Monitor NornicDB health, performance, and security.

NornicDB's observability surface has two operator-facing layers:

  • Prometheus-compatible metrics exposed from the telemetry listener
  • OpenTelemetry traces exported through the configured OTLP pipeline

The Prometheus registry is the canonical metrics contract. OTEL metric export reads the same underlying registry via the bridge defined in the observability ADR, so the stable names you should alert and dashboard on are the nornicdb_* series.

Endpoints

Endpoint Auth Required Description
:7474/health No Legacy basic health check
:7474/status Yes Detailed status
:7474/metrics Yes Legacy authenticated metrics endpoint
:9090/metrics No Preferred telemetry listener metrics endpoint
:9090/livez No Process liveness
:9090/readyz No Readiness and warm-up phase
:9090/version No Plain-text build version
127.0.0.1:9091/debug/pprof/* No Opt-in profiling listener

The :9090 telemetry listener is the preferred scrape target. The :7474/metrics data-plane endpoint remains available for migration compatibility, but the observability ADR treats the telemetry listener as the stable monitoring surface.

OTEL And Prometheus Model

  • Prometheus names are always nornicdb_*.
  • Subsystems are bounded and closed, including http, bolt, cypher, storage, mvcc, embed, search, replication, cache, auth, and knowledge_policy.
  • When OTLP push is enabled, the OTEL pipeline exports the same measurements rather than a second, separately-maintained metric tree.
  • Tenant-scoped labels can be disabled with observability.metrics.tenant_labels_enabled when database labels would be too sensitive or too high-cardinality for a deployment.

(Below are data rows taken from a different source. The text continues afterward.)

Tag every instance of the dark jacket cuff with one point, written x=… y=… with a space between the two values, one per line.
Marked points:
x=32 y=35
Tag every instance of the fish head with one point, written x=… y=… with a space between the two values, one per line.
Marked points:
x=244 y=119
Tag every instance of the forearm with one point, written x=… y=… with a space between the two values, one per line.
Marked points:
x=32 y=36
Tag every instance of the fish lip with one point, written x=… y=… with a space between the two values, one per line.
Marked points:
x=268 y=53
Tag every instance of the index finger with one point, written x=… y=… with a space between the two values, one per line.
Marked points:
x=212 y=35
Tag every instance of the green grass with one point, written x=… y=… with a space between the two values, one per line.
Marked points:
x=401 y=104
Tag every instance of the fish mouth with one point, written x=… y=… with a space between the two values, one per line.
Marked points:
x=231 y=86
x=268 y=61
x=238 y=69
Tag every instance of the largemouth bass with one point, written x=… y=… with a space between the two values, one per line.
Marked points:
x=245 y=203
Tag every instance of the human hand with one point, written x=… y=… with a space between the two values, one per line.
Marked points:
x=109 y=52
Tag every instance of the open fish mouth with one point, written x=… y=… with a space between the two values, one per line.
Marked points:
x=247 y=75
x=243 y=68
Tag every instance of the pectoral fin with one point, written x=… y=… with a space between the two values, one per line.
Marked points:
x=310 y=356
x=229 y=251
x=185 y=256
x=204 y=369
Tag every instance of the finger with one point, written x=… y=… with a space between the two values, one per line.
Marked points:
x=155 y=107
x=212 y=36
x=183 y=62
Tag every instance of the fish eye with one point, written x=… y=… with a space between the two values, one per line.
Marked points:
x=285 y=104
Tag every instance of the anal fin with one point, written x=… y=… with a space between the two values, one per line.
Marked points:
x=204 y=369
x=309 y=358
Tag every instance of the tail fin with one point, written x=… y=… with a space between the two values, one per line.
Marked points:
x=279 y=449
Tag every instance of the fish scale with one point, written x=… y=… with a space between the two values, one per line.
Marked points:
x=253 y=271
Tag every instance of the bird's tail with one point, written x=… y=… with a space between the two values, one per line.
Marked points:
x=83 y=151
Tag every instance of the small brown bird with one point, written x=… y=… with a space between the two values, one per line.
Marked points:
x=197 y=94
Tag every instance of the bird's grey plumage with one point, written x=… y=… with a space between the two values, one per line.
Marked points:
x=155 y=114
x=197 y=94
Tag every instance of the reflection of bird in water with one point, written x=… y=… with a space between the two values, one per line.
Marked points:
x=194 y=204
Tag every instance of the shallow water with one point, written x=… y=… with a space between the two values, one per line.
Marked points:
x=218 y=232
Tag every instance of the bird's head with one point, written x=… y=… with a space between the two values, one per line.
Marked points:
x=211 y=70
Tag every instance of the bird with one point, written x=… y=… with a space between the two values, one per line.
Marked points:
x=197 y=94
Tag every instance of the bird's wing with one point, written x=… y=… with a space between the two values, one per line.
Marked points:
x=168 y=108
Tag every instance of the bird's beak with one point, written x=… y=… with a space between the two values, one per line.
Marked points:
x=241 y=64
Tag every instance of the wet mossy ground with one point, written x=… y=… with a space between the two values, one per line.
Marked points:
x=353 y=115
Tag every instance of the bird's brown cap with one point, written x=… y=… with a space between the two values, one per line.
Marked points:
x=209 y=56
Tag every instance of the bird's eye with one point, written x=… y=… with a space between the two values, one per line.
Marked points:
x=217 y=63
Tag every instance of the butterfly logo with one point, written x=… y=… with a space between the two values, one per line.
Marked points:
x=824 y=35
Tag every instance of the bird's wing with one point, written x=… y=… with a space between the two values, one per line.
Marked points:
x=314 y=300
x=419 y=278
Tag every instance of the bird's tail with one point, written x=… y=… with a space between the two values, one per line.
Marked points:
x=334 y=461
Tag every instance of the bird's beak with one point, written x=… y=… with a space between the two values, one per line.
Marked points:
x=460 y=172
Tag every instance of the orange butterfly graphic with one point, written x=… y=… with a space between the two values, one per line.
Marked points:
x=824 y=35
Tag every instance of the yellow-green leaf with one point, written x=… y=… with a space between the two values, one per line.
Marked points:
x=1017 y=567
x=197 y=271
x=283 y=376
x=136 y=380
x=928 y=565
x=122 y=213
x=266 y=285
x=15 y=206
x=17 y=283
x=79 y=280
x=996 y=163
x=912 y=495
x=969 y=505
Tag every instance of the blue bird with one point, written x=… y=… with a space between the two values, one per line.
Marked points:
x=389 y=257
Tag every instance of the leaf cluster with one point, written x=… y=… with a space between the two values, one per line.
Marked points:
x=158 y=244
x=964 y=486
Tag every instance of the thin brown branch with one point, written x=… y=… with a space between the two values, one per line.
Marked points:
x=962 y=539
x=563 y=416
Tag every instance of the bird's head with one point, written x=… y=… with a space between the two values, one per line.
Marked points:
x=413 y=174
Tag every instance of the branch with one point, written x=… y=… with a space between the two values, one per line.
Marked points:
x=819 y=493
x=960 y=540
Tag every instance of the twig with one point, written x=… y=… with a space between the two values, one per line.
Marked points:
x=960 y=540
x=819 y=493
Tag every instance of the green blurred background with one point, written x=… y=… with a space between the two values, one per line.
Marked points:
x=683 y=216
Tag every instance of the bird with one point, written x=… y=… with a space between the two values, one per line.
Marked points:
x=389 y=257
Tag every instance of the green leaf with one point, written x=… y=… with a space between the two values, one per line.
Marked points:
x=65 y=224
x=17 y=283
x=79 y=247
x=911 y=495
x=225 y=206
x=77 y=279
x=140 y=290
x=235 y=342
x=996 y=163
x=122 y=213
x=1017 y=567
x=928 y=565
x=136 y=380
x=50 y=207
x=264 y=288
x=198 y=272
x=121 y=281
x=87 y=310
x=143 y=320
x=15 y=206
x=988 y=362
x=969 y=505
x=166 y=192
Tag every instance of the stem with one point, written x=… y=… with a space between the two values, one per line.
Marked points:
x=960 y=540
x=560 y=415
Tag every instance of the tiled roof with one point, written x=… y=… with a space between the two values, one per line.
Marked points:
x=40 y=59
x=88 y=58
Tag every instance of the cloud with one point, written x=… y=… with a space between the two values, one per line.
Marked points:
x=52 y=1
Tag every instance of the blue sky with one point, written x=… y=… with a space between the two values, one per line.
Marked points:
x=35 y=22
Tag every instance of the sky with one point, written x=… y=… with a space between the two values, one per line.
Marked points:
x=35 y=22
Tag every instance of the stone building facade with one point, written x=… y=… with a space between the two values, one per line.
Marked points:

For the architecture-level contract, see ADR 0001. For the generated catalog, see metrics-reference.md.

Health Check

Basic Health

curl http://localhost:7474/health

Response:

{
  "status": "healthy"
}

Telemetry Liveness And Readiness

curl http://localhost:9090/livez
curl http://localhost:9090/readyz

During warm-up, readyz returns progress JSON rather than just a bare 200 OK with no body.

Kubernetes Probes

livenessProbe:
  httpGet:
    path: /livez
    port: 9090
  initialDelaySeconds: 30
  periodSeconds: 10

readinessProbe:
  httpGet:
    path: /readyz
    port: 9090
  initialDelaySeconds: 5
  periodSeconds: 5

Status Endpoint

Detailed Status

curl http://localhost:7474/status \
  -H "Authorization: Bearer $TOKEN"

Response:

{
  "status": "healthy",
  "server": {
    "version": "0.1.4",
    "uptime": "24h15m30s",
    "started_at": "2024-12-01T00:00:00Z"
  },
  "database": {
    "nodes": 150000,
    "edges": 450000,
    "data_size": "2.5GB"
  },
  "embeddings": {
    "enabled": true,
    "provider": "ollama",
    "model": "mxbai-embed-large",
    "pending": 0
  }
}

Prometheus Metrics

Enable Metrics

The preferred scrape endpoint is the telemetry listener on port 9090.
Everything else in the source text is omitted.